Wednesday, September 19, 2007

Opionion: Bank of America Rejection of Default Pricing Ammendment

Banks have to be held accountable to some degree for their tenacity in quitely changing credit card terms right underneath consumer's feet, and then tacking on impossibly high default rates and fees associated with "services". Further, the fox has to stop guarding the hen house and an impartial third part that does not appeal to credit grantors in how credit scores are calculated. For example, if my credit card agreement is ammended to unfavorable terms and I close the account with a 0 balance, no late payments, and no over-the-limit occurances, my credit score should not be damaged in any way, shape or form. Catching consumer credit card companies when they make ammendments can offer consumers little hope but to begrudgingly accept the terms becase they are carrying a high balance and cannot pay it off in order to close the account, or they do not want to pay a 5% charge for a balance transfer to another card. Recently Bank of America sent me an ammendment with terms that were so insane, I felt that a letter of rejection was the least that I could do in response. Here's what I had to say:


September 19, 2007
FIA Card Services, NA
P.O. Box 17151
Wilmington, DE 19850


To Whom It May Concern:
The purpose of this letter is to reject the proposed amendment of the Default Pricing portion of my credit card agreement for card number #### #### #### ####.

Specifically, I find the proposed changes to be outright offensive in that the amendment gives carte blanche to adjust my APR to a default rate with NO FURTHER NOTICE. Worse yet, is the ludicrous default rate currently set at 32.24% , which can only be lowered at 2% intervals over consecutive 6 month spans of on-time payments. This is not consumer credit, it is highway robbery, and I will have no part of it.

This kind of surreptitious act is what will ultimately result in the demise of the US economy if the banking institutions’ insidious offers of sub-prime loans and credit offers to illegal aliens doesn’t deal the ultimate deathblow first.

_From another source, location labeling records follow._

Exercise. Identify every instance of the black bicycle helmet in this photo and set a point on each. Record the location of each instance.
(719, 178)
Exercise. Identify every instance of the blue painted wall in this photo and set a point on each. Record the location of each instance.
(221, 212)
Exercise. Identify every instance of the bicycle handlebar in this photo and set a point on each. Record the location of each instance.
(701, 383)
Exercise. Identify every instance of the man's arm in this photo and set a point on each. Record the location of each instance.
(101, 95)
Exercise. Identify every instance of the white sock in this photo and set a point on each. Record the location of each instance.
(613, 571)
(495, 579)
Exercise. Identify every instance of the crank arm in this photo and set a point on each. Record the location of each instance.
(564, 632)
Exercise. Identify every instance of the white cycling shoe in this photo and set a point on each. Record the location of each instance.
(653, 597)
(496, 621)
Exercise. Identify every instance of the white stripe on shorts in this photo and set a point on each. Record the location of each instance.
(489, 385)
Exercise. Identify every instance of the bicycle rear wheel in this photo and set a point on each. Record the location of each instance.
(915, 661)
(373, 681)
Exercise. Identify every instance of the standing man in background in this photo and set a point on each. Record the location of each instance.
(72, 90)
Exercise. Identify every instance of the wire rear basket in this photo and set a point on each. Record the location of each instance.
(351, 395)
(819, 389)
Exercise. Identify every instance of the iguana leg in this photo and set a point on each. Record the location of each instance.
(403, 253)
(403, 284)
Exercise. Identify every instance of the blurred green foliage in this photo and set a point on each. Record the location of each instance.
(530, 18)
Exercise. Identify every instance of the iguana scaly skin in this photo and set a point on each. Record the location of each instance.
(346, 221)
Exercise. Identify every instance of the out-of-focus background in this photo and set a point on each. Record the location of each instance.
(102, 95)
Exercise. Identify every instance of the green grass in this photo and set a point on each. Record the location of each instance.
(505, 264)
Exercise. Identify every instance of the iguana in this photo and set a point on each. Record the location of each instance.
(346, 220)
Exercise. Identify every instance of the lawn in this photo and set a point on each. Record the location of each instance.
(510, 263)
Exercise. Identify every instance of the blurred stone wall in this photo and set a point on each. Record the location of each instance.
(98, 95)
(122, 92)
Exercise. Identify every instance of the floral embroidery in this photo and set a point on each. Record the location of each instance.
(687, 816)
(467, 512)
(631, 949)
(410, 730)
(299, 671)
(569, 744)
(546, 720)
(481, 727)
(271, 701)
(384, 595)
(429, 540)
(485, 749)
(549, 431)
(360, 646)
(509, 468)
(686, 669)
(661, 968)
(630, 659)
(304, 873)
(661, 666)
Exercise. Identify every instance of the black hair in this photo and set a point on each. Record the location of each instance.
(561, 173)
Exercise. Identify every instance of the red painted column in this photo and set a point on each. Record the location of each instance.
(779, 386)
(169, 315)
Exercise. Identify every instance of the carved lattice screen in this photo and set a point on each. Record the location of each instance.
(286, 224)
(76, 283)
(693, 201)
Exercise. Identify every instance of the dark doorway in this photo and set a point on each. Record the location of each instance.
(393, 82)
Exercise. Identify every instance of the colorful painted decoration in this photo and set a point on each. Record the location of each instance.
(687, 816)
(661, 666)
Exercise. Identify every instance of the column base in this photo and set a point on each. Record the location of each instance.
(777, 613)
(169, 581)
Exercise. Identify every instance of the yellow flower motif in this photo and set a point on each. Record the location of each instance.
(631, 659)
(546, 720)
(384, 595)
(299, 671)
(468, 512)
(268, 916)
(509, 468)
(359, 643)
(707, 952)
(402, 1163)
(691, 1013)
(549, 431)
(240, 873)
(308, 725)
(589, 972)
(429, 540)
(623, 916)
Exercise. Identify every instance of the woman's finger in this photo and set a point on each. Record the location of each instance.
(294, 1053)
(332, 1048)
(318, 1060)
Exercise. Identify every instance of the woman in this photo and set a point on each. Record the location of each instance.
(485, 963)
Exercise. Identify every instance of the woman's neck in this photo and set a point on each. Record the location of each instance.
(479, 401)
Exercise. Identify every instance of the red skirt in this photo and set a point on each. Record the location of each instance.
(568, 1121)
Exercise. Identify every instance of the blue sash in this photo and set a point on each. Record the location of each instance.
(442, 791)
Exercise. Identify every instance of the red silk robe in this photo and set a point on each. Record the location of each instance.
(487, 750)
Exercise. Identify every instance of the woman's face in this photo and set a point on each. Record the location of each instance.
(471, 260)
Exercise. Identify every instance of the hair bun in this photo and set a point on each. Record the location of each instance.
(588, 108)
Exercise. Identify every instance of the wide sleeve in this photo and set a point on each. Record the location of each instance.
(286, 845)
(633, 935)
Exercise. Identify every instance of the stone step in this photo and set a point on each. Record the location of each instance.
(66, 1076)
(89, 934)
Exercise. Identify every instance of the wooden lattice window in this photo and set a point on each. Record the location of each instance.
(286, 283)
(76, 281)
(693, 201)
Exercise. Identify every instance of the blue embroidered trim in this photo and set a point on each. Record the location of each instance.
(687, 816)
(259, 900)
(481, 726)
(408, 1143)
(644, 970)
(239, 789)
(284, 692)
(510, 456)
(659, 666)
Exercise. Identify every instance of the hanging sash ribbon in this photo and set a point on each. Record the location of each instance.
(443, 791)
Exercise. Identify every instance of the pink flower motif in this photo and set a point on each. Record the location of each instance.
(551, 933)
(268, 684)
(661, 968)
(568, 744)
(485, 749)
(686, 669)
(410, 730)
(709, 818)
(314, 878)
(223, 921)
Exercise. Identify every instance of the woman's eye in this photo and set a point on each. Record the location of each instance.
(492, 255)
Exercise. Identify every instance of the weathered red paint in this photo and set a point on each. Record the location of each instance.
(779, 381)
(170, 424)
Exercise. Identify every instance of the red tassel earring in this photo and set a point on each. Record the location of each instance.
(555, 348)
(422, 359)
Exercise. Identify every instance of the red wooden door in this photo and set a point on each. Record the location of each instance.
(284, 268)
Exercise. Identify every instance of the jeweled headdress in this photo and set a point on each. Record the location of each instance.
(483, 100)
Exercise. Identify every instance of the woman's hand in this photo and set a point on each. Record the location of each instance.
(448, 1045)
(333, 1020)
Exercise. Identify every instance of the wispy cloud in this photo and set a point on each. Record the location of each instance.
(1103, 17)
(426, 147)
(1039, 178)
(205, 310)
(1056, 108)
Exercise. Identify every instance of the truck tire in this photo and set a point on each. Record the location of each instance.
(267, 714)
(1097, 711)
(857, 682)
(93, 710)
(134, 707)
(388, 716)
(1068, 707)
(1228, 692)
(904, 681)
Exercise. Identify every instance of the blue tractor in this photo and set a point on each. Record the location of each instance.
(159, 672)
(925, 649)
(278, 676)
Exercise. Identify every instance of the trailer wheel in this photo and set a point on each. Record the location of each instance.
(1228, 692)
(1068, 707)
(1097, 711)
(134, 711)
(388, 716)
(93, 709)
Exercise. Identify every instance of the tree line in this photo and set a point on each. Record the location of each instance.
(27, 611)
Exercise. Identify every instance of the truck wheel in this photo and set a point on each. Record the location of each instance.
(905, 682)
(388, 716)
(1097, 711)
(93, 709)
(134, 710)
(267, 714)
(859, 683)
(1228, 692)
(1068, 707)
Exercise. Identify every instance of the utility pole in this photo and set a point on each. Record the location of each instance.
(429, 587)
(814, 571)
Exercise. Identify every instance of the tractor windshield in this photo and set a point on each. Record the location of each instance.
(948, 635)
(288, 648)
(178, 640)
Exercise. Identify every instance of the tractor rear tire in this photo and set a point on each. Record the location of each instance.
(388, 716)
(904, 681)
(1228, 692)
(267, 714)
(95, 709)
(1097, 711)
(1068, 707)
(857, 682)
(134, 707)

Monday, September 17, 2007

Opinion: Sun "Jumps the Shark" by Reselling Windows and Branding it's Stock Ticker After a Non-Profitable Product Line

I have long surmised that Sun would not suffer the same fate as the once high flying Silicon Graphics. That hope beyond hopes has become quite a bit more uncertain with Sun's recent announcement that they would become a Windows reseller, along with what can only be a marketing move gone horribly awry to change the company's stock ticker from SUNW to Java. That's not even mentioning the clever 5-to-1 reverse stock split no doubt intended to make the company appear to be more valued than it actually is.
The latest round of layoffs it would seem, did not ensnare the same marketing baffoons that coined Sun as the DOT in DOT COM, a statement which suredly caused the stock to tumble at an accelerated pace when the DOT COM boon became the DOT COM bust. Now, the term Java has been so overused by the company that invented it, that it is certain to have the same catastrophic effect when the next great programming language rolls around, or Service Oriented Architecture takes a firmer hold allowing for a language agnostic metaverse.
Instead of continuing to innovate at the frenetic pace it once had, Sun has now made countless lapses of judgement that could have otherwise spelled a comeback for the struggling tech giant. Consider just these few examples:


  • Reverse stock split - will it remain above 20 or plummet back down to 5?
  • SUNW changes to Java - a programming language now identifies what was supposed to be an innovative systems company on the cutting edge of Internet technology. This is as stupid a move as if Apple were to instead change their name to iPod
  • Sun mucks up opportunity to use Solaris as the underlying operating system in Apple's OSX by demanding that Apple use Sun's Sparc processors, something Sun itself can't decide whether or not it wants to continue to use. Apple goes on to make a bajillion dollars and turn OSX in to quite possibly the best Unix derived operating system ever.
  • Sun churns out cross-platform hairball called Java System; Microsoft can't help but to snicker after Sun themselves referred to Windows as a hairball for years only to turn around and start selling it themselve--much like Silicon Graphics back in the day.
  • Sun gets SUSE Linux distribution purchased out from under them by Novell with the help of IBM - Java Desktop System gets spanked as a result
  • Sun buys Cobalt and refuses to open it to developers; product line quashed by the now countless resurrection of a half hearted endeavor to legitimize Solaris on X86 architecture


So, the question is, has Sun officially "Jumped the Shark" or will the next Bill Joy save the company by actually thinking about something other than Java for once?